It didn’t take long for Patton Oswalt to come up with a name when asked who he believed was our greatest living comedian.
“Right now, the greatest living comedian is definitely Maria Bamford,” he said on the Good One podcast. “She is because she is her own category.”
Don't MissWait, what? How can Bamford be in her own category? “She's a comedian, but there are certain people within a profession where you're like, you don't put them anywhere,” he said. “You go, ‘And now, a separate chapter about this person.’ She's her own chapter, both in form, content delivery and in how she pursues her career. It's all original. It's all brand new and unprecedented, and it's amazing. No one comes close.”
Podcast host Jesse David Fox went Oswalt one better. “I was hoping you'd say that,” he replied. “It's her. It's just (Richard) Pryor, then her, to me is the conversation in terms of what can be done with stand-up as a form.”
Bamford, who toured with Oswalt as one of the Comedians of Comedy in the 2000s, came up multiple times in the conversation. On his new album, Black Coffee and Ice Water, Oswalt has a bit about AI that he couldn’t figure out an ending to. Rather than turning to, well, AI for a clever solution, he kept working the bit on stage until he found a way to turn his creative pain into comedy. “Maria Bamford is so good at just embracing being overwhelmed, which is such a human thing to do, but very scary for a comedian,” Oswalt said. “I realized the joke came from me going, I don't have this ending.”

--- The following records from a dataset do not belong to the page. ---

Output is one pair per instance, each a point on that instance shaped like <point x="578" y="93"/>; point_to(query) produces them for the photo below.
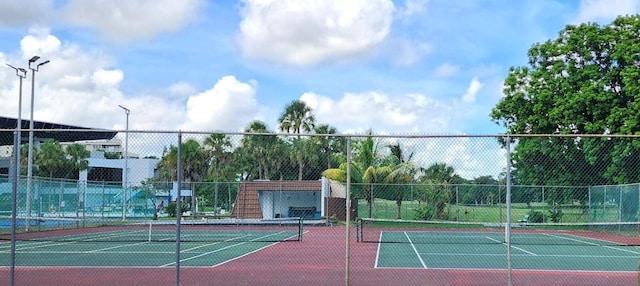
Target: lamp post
<point x="30" y="151"/>
<point x="125" y="176"/>
<point x="21" y="73"/>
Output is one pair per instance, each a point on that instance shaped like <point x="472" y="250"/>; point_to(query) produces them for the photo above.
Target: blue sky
<point x="411" y="66"/>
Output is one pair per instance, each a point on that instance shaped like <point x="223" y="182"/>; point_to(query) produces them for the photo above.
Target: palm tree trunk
<point x="299" y="158"/>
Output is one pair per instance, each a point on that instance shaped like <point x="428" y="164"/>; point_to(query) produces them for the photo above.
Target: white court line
<point x="596" y="244"/>
<point x="220" y="249"/>
<point x="415" y="250"/>
<point x="378" y="252"/>
<point x="514" y="247"/>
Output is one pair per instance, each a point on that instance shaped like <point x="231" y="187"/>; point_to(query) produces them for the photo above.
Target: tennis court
<point x="147" y="245"/>
<point x="531" y="249"/>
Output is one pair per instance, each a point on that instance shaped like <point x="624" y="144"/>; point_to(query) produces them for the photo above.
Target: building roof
<point x="62" y="133"/>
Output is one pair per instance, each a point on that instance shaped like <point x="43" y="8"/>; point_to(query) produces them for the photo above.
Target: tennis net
<point x="447" y="232"/>
<point x="205" y="230"/>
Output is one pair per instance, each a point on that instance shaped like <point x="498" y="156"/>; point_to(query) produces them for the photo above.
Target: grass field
<point x="496" y="213"/>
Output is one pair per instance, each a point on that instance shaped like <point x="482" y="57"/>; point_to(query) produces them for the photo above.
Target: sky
<point x="395" y="67"/>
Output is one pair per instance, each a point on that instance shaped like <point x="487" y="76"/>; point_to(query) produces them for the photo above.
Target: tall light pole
<point x="17" y="140"/>
<point x="30" y="153"/>
<point x="125" y="176"/>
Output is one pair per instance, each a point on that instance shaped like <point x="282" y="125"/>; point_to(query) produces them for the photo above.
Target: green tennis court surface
<point x="439" y="249"/>
<point x="145" y="245"/>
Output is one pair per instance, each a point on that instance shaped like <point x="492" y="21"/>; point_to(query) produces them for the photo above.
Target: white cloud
<point x="594" y="10"/>
<point x="412" y="7"/>
<point x="132" y="19"/>
<point x="39" y="42"/>
<point x="408" y="53"/>
<point x="107" y="78"/>
<point x="182" y="88"/>
<point x="24" y="12"/>
<point x="308" y="32"/>
<point x="357" y="112"/>
<point x="228" y="106"/>
<point x="447" y="70"/>
<point x="472" y="91"/>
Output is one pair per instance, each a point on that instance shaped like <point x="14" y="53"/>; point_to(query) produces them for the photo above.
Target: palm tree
<point x="402" y="173"/>
<point x="168" y="165"/>
<point x="366" y="169"/>
<point x="78" y="155"/>
<point x="51" y="158"/>
<point x="194" y="167"/>
<point x="297" y="117"/>
<point x="328" y="146"/>
<point x="259" y="147"/>
<point x="217" y="144"/>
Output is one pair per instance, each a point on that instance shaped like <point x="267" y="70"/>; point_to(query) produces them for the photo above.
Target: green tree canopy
<point x="586" y="81"/>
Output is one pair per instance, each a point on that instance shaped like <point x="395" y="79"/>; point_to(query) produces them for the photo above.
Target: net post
<point x="300" y="228"/>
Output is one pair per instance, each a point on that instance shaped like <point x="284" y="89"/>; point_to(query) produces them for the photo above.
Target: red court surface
<point x="317" y="260"/>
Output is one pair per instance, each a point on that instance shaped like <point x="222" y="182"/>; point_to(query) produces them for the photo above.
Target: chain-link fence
<point x="193" y="208"/>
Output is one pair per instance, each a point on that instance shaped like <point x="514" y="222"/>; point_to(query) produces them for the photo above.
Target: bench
<point x="303" y="212"/>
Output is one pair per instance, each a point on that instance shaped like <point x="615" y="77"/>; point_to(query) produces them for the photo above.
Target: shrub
<point x="171" y="209"/>
<point x="536" y="216"/>
<point x="423" y="213"/>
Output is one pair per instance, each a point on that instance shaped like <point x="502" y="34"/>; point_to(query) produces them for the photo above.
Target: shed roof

Vulnerable struggles on stage unite the comedy of Pryor and Bamford, a vital part of stand-up that might be threatened when some future, funnier version of ChatGPT supplies endless punchlines. Fox told Oswalt about something Caleb Hearon told him recently: “In a time of AI, the only salvation is to really focus on process.”
AI, on the other hand, focuses on easy answers. You want Ratatouille to rap? Type a prompt and let the algorithm do the work. Hearon, on the other hand, is saying that “to be an artist is process,” noted Fox. “And (Oswalt’s bit) is a joke that is essentially about that. That is what you're really giving people.”
There’s another good reason to walk the hard path, according to Oswalt. “The process itself is always, always, always way more fun than the product when you look back on it,” he says. “I’m very grateful that I’ve had the specials I’ve had, the albums I’ve had, but the most fun was sitting in a coffee shop with half a joke and my friends around and we’re working it back and forth.”
Oswalt was thrilled with Hearon’s observation about process. If Bamford represents the best of past and present stand-up comedy, perhaps Hearon represents its future. “Save us, Caleb Hearon!” Oswalt pleaded directly to the camera. “Seriously, fucking save us, dude!”